IPI üyesi ve PEN Moskova Direktörü Nadezda Azhgkhina, Rusya’da gazeteci cinayetlerini, gazetecilerin yaşadığı hak ihlallerini ve sansürü yazdı.

Nadezda Azhgkhina | Fotoğraf: IPI

Paylaş

Nadezda AZHGKHINA
IPI üyesi ve PEN Moskova Direktörü

İlk Rus gazete St. Petersburg Vedomosti, 1 Ocak 1703’te kuruldu. Gazete, Rus Çarı Büyük Peter‘in öncelikle Avrupalı hükümdarları kendi aktiviteleri hakkında bilgilendirmek, daha sonra da kendi memurlarına çarın emir ve kararnamelerini bildirmek için direkt aracı olarak kuruldu. Sansür, Rus gazeteciliği ile birlikte doğmuş oldu.

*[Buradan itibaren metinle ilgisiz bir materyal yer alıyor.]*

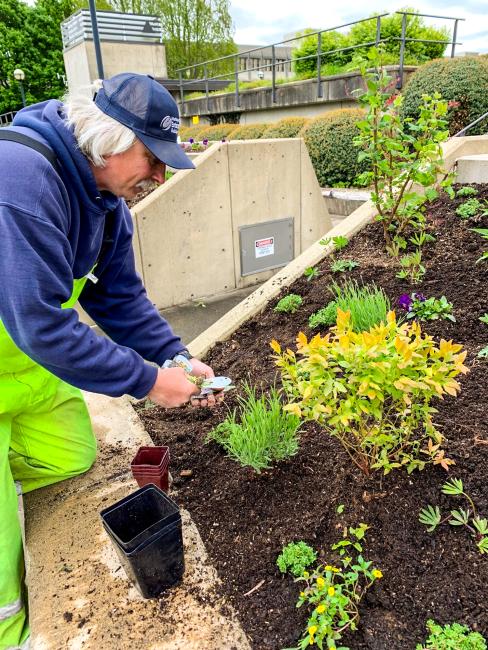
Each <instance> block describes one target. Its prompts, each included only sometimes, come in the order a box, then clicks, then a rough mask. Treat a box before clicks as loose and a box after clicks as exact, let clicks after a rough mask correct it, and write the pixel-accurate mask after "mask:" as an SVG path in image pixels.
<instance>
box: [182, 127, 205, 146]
mask: <svg viewBox="0 0 488 650" xmlns="http://www.w3.org/2000/svg"><path fill="white" fill-rule="evenodd" d="M206 128H207V127H206V126H205V124H195V125H194V126H182V127H181V129H180V130H179V136H180V140H181V141H182V142H188V140H189V139H190V138H193V139H194V140H197V139H198V136H199V134H200V131H203V129H206Z"/></svg>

Moskova Üniversitesi profesörleri 1755’te kendi yayınevlerini kurmak için izin alarak Moskova Periyodik Vedomosty adlı yayınevini kurdular. Yayınevi, Fransız Devrimi’nin fikirlerini takip etti. O zamandan bu yana, neredeyse üç asırdır, Rus gazeteciliği hep katı bir sansür uygulaması ile özgürlük rüyasının, emperyalist ve daha sonra Sovyet rejimlerin resmi propagandası ile ifade özgürlüğü, halk ile yönetim arasında açık iletişim, herkes için adalet ve humanizm taleplerine dayanan liberal gelişmelerin arasında denge kurmak durumunda kaldı. En cesur, özgür fikirli editör ve yazarlar direkt olarak baskı ve hatta bazen hapis, sürgün ile yüzleşti ancak özgürlük rüyası hiç ölmedi.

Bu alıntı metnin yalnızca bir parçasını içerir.